In any case, it’s a cat-owning disruptive item if you make it work for your cat: as any robot litter, it takes some training.

I litteraly don’t change the litter ever. I add more of their recycled washable granules once a year and, around every 4 months, one box of the product that washes them.

It wasn’t talked in any of the threads, so I couldn’t resist sharing.

Maybe our household and cats are an exception and lots of other people had a lot of problem with it. Or maybe people just don’t know how amazing this thing is :-)

I’m rooting for the latter.

In our home, it clearly succeed in wiping what the article start with as the big ticket item: the smell.

For the rest of the blog post, I do believe there’s solution but they all depends on the cat :-)

We have more problem with the air of our small dog, than with our persian-hairy cat...(and thanks robot vacuum cleaners!)



Doesn't this have the same problem as City Kitty where toxoplasma gondii infiltrates water supplies since treatment plants cannot neutralize it? This particular virus is known to be harmful to marine life and other mammals.

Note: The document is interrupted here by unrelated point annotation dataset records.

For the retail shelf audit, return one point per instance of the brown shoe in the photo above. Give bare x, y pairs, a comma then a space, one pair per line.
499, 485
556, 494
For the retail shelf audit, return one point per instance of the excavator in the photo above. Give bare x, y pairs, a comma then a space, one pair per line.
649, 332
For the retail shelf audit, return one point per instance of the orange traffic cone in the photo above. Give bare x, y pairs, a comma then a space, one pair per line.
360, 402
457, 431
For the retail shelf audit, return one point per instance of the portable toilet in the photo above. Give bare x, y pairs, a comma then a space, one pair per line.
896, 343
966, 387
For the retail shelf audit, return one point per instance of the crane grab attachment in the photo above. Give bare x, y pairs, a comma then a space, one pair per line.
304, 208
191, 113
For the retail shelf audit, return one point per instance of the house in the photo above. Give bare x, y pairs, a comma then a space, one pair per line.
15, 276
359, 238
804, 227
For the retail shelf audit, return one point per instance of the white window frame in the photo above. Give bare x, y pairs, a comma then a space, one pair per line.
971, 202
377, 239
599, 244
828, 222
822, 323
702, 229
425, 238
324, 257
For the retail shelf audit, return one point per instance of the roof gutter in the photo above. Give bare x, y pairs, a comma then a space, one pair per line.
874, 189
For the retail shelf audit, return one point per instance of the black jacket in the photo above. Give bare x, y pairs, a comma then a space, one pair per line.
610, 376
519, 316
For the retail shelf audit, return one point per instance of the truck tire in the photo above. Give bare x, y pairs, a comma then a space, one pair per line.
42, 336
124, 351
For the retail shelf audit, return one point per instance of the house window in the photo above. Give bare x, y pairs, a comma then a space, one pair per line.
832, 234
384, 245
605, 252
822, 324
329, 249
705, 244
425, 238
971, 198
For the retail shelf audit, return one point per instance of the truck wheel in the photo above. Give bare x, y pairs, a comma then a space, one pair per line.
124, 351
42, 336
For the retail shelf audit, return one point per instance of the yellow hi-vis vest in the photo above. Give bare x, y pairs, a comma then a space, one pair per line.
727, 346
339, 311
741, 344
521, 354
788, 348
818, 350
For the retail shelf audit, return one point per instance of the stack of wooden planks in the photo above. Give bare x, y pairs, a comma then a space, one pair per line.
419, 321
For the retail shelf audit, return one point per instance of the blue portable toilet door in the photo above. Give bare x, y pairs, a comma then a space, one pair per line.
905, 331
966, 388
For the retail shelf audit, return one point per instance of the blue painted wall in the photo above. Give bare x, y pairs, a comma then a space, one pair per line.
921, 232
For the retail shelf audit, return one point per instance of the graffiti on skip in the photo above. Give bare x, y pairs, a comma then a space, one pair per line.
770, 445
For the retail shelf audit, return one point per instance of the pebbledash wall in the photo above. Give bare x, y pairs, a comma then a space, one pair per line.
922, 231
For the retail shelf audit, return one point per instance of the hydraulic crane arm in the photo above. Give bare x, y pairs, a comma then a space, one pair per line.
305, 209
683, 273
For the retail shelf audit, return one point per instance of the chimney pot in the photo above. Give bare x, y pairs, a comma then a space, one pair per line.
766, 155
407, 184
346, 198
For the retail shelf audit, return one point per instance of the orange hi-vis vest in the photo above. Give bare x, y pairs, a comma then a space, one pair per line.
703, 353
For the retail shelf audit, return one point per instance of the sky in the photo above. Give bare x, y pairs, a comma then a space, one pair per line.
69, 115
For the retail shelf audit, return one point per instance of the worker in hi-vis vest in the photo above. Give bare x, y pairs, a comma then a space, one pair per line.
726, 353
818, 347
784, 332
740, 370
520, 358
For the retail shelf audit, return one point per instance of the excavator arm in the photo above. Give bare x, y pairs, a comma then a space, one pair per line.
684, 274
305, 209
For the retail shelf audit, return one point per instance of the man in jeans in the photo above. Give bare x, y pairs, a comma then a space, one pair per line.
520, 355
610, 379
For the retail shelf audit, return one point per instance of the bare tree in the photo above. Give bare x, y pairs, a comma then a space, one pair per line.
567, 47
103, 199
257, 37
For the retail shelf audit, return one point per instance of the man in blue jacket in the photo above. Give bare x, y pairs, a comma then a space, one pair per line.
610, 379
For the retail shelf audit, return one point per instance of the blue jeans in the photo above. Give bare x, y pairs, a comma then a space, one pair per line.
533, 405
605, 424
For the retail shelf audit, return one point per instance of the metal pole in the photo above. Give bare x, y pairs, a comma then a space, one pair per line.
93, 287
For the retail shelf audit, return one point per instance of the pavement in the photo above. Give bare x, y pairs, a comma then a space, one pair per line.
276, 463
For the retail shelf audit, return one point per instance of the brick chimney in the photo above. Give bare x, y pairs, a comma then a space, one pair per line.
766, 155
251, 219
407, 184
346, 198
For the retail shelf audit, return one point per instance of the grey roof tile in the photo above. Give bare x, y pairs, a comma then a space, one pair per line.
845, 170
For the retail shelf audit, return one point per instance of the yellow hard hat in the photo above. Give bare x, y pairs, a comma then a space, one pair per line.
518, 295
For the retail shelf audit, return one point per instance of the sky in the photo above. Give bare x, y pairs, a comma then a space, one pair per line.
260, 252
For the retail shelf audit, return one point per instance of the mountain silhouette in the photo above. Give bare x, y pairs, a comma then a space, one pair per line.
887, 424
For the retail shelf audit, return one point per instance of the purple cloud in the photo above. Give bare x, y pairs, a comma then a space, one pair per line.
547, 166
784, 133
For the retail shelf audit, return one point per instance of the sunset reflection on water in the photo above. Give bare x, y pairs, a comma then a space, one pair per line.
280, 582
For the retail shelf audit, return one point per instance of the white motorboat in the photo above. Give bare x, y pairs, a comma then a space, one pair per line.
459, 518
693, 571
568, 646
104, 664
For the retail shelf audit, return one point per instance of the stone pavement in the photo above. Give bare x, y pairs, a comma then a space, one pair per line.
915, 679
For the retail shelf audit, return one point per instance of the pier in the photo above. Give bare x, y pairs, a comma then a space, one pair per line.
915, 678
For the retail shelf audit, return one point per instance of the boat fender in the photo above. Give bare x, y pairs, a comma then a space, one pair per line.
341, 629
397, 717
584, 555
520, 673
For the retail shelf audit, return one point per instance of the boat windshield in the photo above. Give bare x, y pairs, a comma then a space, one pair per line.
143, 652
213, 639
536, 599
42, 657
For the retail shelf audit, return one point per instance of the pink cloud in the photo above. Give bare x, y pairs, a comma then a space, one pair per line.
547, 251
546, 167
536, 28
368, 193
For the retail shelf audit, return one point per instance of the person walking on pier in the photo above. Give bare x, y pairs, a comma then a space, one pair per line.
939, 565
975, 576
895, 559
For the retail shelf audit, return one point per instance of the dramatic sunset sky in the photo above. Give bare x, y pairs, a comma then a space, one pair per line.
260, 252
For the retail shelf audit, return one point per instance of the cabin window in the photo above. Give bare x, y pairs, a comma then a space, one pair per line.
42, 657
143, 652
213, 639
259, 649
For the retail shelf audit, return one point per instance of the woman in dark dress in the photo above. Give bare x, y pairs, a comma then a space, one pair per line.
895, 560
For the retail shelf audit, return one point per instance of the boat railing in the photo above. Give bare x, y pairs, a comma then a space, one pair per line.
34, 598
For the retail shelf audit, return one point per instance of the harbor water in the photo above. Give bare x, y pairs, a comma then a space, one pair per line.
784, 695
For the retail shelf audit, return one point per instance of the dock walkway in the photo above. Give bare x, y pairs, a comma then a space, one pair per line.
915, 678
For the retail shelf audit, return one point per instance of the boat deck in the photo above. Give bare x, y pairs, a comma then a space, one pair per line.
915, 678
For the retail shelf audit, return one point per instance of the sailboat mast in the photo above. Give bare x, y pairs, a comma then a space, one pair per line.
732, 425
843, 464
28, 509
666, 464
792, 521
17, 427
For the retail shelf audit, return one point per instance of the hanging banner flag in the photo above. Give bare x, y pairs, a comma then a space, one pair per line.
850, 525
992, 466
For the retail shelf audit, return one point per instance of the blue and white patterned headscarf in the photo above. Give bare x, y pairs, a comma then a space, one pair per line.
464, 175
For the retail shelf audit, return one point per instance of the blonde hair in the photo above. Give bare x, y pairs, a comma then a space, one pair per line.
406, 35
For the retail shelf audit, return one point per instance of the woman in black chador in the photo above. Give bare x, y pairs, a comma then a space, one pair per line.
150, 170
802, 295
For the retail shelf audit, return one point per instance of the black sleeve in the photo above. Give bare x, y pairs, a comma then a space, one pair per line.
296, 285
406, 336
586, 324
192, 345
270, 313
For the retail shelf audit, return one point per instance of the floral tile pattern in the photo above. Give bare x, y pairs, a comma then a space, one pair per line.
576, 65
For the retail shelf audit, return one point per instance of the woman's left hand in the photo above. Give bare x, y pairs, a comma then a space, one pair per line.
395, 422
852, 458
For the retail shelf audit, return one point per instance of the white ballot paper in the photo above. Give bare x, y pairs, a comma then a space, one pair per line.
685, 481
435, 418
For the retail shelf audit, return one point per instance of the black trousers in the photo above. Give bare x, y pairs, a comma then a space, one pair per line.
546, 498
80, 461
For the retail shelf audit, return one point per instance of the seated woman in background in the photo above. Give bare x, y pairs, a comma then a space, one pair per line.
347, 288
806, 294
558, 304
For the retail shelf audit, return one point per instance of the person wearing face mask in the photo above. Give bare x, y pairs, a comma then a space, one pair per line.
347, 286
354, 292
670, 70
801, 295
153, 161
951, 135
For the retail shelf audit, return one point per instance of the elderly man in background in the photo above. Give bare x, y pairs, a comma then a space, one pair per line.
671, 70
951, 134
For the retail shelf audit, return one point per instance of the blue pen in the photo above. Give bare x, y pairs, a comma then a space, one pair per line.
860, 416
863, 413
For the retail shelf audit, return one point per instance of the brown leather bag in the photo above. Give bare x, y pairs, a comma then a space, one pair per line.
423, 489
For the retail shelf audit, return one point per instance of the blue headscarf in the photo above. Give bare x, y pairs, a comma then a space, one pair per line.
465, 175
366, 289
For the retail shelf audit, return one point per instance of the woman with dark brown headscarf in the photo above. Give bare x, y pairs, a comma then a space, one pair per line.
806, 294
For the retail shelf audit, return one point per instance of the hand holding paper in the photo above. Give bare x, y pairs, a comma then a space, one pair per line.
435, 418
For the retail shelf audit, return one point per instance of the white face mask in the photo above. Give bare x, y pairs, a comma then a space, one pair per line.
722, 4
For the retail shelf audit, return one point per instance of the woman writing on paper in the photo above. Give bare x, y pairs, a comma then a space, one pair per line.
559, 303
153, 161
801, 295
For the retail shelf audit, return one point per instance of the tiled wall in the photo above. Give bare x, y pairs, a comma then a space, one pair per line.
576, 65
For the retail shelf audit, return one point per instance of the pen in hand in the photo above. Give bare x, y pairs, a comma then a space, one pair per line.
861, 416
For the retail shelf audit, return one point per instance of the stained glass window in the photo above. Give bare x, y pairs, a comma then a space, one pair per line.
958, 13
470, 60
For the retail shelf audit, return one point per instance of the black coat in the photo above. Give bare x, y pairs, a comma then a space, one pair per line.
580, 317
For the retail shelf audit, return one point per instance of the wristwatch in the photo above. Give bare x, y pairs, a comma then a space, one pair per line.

You can plug the ‘waste water outlet’ where you see fit. We use our washer’s, which in our city, is the waste water system, thats goes into the waste water recycling plant which doesnt mix with the ‘clean water’ cycle. In any case, it is WAY more filtering that if we were using classical litter granule that would be then send to a landfill where those same bacterias and viruses would fest and infiltrate the soil.

It is an interesting debate to have though. It probably depends how your waste water is processed.


I’ve had both the Cat Genie and the Litter Robot. The Cat Genie takes forever to cycle, so you’re out of luck if your cat likes to go pee and then come back a few minutes later to poop. Mine also eventually stopped doing such a great job cleaning the pellets, and it would then fill the house with the aroma of baked cat shit.

Litter Robot is faster and simpler, much preferred.


The website was unclear on this. How does it connect to the sewer system?


You can have it dump into a toilet or into the waste water from your washing machine.